Title
Federal Student Loans: Supplemental Data on Income and Family Size Information for Income-Driven Repayment Plans
Document Type
Issue/Research Brief/Blog
Publication Date
9-2020
Keywords
higher education students, financial status and behavior
Abstract
As of March 2020, one-half of the $989 billion in outstanding William D. Ford Federal Direct Loans (Direct Loans) was being repaid by student loan borrowers using Income-Driven Repayment (IDR) plans. IDR plans are designed to make loan repayment more manageable by basing monthly payment amounts on borrowers’ income and family size, extending repayment periods from the standard 10 years to up to 25 years, and forgiving any loan balances remaining at the end of the repayment period. The U.S. Department of Education (Education) administers the Direct Loan program and contracts with nine private loan servicers to handle billing and other tasks, including processing borrowers’ applications for IDR plans.

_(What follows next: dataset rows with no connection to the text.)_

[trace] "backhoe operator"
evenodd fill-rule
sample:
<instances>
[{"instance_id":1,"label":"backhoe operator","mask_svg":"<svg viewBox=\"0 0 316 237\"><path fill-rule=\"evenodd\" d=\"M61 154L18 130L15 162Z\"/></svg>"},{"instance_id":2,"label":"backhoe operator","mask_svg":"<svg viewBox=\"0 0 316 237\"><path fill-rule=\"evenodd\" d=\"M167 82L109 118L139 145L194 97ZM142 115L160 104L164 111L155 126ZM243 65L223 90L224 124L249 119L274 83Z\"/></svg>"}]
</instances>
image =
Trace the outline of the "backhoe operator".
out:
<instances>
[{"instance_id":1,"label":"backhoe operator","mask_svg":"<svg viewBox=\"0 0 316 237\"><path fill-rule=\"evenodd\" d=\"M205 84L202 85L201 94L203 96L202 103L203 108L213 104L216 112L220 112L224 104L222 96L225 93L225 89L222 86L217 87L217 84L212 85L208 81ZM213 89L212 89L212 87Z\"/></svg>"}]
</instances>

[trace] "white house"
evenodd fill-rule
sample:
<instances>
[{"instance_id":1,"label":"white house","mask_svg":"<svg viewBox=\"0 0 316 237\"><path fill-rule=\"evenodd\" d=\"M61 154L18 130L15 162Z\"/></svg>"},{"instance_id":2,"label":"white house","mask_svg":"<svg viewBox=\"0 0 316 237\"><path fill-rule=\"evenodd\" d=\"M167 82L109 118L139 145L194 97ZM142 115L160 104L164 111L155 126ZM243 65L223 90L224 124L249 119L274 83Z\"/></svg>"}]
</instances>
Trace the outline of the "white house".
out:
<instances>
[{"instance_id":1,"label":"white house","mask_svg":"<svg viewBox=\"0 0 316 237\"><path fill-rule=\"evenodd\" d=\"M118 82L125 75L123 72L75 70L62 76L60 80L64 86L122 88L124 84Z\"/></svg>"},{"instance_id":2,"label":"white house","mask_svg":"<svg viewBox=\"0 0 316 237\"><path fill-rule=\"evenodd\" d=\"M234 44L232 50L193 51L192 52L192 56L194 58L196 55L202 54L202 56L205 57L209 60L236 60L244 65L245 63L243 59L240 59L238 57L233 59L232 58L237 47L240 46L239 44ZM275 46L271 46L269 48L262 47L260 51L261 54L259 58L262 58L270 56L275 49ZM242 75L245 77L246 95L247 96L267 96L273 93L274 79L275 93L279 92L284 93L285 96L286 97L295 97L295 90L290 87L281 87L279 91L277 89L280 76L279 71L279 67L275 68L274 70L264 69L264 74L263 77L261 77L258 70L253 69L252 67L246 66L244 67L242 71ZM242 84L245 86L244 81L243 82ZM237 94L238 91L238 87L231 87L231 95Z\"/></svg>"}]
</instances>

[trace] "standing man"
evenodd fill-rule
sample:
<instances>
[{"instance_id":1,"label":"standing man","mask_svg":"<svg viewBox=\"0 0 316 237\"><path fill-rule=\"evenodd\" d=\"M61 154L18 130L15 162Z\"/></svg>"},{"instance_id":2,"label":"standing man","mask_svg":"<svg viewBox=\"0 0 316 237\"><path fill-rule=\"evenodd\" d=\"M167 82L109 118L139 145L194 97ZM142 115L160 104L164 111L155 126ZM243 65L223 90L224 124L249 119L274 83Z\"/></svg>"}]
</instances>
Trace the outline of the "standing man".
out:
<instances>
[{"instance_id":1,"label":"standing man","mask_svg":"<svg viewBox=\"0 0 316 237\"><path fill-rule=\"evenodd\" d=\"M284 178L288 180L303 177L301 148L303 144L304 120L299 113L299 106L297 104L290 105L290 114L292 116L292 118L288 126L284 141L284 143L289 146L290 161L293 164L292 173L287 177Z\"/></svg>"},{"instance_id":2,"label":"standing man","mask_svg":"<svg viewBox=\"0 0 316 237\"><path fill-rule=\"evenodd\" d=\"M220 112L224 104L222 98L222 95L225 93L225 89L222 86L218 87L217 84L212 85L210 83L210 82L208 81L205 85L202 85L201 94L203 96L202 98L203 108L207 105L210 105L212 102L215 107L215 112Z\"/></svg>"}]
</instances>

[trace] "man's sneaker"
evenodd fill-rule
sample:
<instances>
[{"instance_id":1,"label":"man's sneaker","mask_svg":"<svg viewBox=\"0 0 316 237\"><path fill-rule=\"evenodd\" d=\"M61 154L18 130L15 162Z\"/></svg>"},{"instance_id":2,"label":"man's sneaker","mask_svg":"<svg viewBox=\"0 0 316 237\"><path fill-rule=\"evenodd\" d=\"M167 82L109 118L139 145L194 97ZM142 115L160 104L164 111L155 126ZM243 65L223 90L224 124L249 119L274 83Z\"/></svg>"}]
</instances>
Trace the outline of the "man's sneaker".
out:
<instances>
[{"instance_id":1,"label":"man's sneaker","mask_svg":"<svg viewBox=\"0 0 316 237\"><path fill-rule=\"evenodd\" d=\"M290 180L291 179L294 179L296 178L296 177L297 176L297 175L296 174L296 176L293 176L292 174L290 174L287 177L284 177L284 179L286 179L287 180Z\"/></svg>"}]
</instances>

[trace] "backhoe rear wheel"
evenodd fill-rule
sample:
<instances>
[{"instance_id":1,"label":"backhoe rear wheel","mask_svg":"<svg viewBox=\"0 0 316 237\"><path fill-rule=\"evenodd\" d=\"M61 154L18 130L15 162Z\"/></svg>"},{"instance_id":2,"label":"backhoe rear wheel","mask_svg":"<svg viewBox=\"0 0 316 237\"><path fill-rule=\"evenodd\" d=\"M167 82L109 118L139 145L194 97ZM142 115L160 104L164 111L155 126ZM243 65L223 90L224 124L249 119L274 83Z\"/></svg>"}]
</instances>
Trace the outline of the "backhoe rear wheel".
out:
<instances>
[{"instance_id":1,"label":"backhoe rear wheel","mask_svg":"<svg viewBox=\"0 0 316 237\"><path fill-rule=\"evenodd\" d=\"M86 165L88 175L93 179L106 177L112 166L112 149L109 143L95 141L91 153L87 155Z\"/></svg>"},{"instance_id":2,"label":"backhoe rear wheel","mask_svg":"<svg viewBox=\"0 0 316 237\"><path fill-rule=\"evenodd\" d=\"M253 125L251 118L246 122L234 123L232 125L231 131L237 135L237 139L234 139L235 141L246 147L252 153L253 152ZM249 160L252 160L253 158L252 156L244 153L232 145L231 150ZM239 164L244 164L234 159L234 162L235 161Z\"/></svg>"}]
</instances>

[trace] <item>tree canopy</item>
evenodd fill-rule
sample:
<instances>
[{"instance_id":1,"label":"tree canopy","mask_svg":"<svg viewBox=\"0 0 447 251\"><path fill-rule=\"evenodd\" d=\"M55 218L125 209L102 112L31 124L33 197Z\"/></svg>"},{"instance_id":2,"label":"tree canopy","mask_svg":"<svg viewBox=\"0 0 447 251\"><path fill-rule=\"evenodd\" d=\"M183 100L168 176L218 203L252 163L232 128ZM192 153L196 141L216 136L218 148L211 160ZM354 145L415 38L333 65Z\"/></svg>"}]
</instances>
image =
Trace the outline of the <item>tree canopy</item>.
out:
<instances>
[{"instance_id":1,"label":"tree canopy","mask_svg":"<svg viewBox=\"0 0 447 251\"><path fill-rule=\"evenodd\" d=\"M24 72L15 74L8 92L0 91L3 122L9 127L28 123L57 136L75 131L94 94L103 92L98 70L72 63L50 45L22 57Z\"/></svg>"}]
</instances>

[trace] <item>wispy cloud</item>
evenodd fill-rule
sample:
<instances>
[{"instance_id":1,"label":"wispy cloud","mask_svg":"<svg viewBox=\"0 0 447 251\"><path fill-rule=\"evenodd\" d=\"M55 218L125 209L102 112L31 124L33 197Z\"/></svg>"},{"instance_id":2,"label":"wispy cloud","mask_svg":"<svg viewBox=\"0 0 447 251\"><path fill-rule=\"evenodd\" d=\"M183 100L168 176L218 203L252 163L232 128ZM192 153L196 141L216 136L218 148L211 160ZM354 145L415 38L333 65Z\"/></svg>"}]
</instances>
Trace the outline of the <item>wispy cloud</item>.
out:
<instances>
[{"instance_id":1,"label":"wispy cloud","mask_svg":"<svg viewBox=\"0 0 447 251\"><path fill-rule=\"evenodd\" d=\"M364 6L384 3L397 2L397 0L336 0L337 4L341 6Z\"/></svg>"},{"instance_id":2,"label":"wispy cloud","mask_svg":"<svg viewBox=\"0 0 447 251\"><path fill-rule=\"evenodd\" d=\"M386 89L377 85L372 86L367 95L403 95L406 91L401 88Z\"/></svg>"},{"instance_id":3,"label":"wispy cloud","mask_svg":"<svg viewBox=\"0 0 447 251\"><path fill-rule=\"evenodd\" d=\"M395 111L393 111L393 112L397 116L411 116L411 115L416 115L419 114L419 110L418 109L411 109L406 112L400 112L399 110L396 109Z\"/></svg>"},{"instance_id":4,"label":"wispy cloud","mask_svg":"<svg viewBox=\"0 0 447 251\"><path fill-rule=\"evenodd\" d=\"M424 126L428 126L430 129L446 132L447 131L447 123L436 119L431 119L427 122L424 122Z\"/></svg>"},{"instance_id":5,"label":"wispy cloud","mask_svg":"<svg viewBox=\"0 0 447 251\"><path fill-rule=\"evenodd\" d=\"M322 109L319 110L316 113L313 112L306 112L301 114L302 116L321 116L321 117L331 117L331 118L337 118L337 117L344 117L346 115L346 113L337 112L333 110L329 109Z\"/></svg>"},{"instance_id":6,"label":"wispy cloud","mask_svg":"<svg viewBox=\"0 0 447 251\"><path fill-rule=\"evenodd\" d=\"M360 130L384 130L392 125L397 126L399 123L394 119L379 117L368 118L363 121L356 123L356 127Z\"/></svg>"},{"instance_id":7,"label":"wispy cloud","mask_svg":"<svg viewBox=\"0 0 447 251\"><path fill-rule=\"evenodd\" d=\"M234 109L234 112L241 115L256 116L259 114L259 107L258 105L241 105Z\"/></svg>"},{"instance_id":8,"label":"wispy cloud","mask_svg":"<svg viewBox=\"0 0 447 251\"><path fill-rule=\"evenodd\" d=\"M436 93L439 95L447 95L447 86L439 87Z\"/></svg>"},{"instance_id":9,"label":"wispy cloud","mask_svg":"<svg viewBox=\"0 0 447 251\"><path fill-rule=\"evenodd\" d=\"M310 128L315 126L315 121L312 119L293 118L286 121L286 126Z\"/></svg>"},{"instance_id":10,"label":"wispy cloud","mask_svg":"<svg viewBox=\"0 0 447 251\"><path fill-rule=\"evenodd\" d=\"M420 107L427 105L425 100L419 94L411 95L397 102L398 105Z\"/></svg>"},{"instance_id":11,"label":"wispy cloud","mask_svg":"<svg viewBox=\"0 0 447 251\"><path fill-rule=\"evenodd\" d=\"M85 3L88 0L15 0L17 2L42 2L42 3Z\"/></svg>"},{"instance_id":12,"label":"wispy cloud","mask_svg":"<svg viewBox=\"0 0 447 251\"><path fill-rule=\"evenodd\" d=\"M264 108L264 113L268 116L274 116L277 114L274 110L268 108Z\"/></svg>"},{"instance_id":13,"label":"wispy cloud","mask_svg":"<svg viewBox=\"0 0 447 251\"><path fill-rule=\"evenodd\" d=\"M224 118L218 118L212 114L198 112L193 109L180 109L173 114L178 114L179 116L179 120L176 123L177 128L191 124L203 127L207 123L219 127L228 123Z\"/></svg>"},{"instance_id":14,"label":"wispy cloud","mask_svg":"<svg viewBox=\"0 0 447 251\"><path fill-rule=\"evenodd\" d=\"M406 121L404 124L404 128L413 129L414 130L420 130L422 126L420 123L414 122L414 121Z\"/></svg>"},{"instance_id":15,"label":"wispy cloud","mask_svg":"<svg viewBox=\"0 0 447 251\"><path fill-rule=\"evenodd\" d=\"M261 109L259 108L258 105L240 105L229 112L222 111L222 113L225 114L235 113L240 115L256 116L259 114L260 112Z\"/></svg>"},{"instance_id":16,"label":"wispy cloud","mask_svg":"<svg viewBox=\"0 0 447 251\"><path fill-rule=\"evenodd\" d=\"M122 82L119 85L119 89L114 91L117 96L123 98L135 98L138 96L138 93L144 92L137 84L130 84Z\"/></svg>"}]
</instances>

Prior GAO work found that although IDR plans can benefit borrowers by reducing their monthly payment amounts, they may carry high costs for taxpayers and the government because of the possibility of loan forgiveness. In June 2019, we also found indicators of potential fraud or error in the income and family size information for borrowers with approved IDR plans. Our June 2019 report also identified weaknesses in Education’s verification processes that limit its ability to detect potential fraud or error in IDR plans. While Education requires IDR applicants who report taxable income to provide documentation, such as tax returns or pay stubs, Education generally accepts borrower reports of zero income and borrower reports of family size without verifying this information. In addition, Education has not systematically implemented other data analytic practices, such as using data it already has to detect anomalies in income and family size that may indicate potential fraud or error.
To address these weaknesses, we recommended that Education (1) obtain data to verify income information for borrowers who report zero income on IDR applications, (2) implement data analytic practices and follow-up procedures to verify borrower reports of zero income, and (3) implement data analytic practices and follow-up procedures to verify borrowers’ family size. Education generally agreed with our recommendations and has taken steps to implement them. As of August 2020, Education was planning for the implementation of legislation enacted in December 2019 that provides the department with statutory authority to access certain Internal Revenue Service (IRS) data for the purpose of determining eligibility for IDR plans, and had initiated a pilot program to conduct additional verification of information on IDR applications. However, the verification pilot was put on hold as Education implemented student loan relief for borrowers under the CARES Act in response to the COVID-19 global pandemic.